When compared with surgical thoracoscopy, or video-assisted thoracic surgery (VATS), medical thoracoscopy has the advantage in that it can be performed under local anesthesia or conscious sedation, in an endoscopy suite, and using nondisposable rigid instruments. Thus, it is considerably less invasive and less expensive than VATS.

Thoracoscopy was introduced by Jacobaeus, an internist in Stockholm, in 1910, primarily to diagnose pleural effusions.¹ However, during the ensuing 40 years, thoracoscopy was applied on a worldwide scale almost exclusively for lysis of pleural adhesions by means of thoracocautery ("Jacobaeus’s operation") to facilitate pneumothorax treatment of tuberculosis (TB).²

With the advent of anti-TB chemotherapy, a generation of physicians who were already familiar with the therapeutic application of thoracoscopy began to use this technique on a wider basis, mainly in Europe, for evaluating many pleuropulmonary diseases. Detailed descriptions of pleural disease, with emphasis on TB and malignant pleural effusions, appeared in the literature and the diagnostic potential of thoracoscopy was again verified.^3,4

With technical improvements and the trend towards less invasive procedures, thoracoscopy was rediscovered by thoracic surgeons at the beginning of the last decade and termed "surgical" thoracoscopy, which is actually VATS.⁵ Interestingly, this revival has also supported the introduction of "medical" thoracoscopy into the scope of respiratory practice, particularly in the United States where, according to a national survey in 1994, more than 5% of all pulmonologists were using medical thoracoscopy.⁶ In Europe, thoracoscopy is intrinsic in the training program of pneumology.⁷

Techniques

Medical thoracoscopy is an invasive technique that should be used only when other, simpler procedures are not helpful. As with all technical procedures, there is a learning curve before full competence is achieved. Therefore, appropriate training is mandatory. The technique is similar to chest-tube insertion by means of a trocar, the difference being that, in addition, the pleural cavity can be visualized and biopsy specimens can be taken from all areas of the pleural cavity including the chest wall, diaphragm, mediastinum, and lung. Thus, the term thoracoscopy should be preferred to "pleuroscopy," which is occasionally used instead.⁸

An absolute prerequisite for thoracoscopy is the presence of an adequate pleural space, which should be at least 6 to 10 cm in width. If not present, a pneumothorax is induced under fluoroscopic or radiographic/sonographic control, immediately or the day before thoracoscopy.

The main advantage of medical thoracoscopy over VATS is that the examination can be performed under local anesthesia or conscious sedation after premedication and without the support of an anesthesiologist. Furthermore, medical thoracoscopy is less expensive as it may be performed safely with nondisposable instruments in an endoscopy suite.

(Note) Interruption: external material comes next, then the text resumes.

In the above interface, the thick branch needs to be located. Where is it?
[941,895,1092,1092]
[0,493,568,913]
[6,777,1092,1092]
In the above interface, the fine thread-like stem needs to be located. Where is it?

The different techniques of diagnostic and therapeutic thoracoscopy, as performed by the pneumologist, are described in detail elsewhere.^3,4,9 Essentially, one method consists of a single entry with a 9-mm thoracoscope with a working channel for accessory instruments, optical biopsy forceps, and local anesthesia. The other involves two entries, one with a 7-mm trocar for the examination telescope and the other with a 5-mm trocar for accessory instruments including the biopsy forceps, and conscious sedation or general anesthesia.

Electrocoagulation should be available for cauterization of adhesions and blebs or in cases of bleeding after biopsy. For pleurodesis of effusions, 8 to 10 mL of sterile, dry, asbestos-free talc is insufflated through a rigid or flexible suction catheter with a pneumatic atomizer. For pneumothorax, 2 to 3 mL of talc is sufficient. Immediate suction through the chest tube is always applied following the procedure.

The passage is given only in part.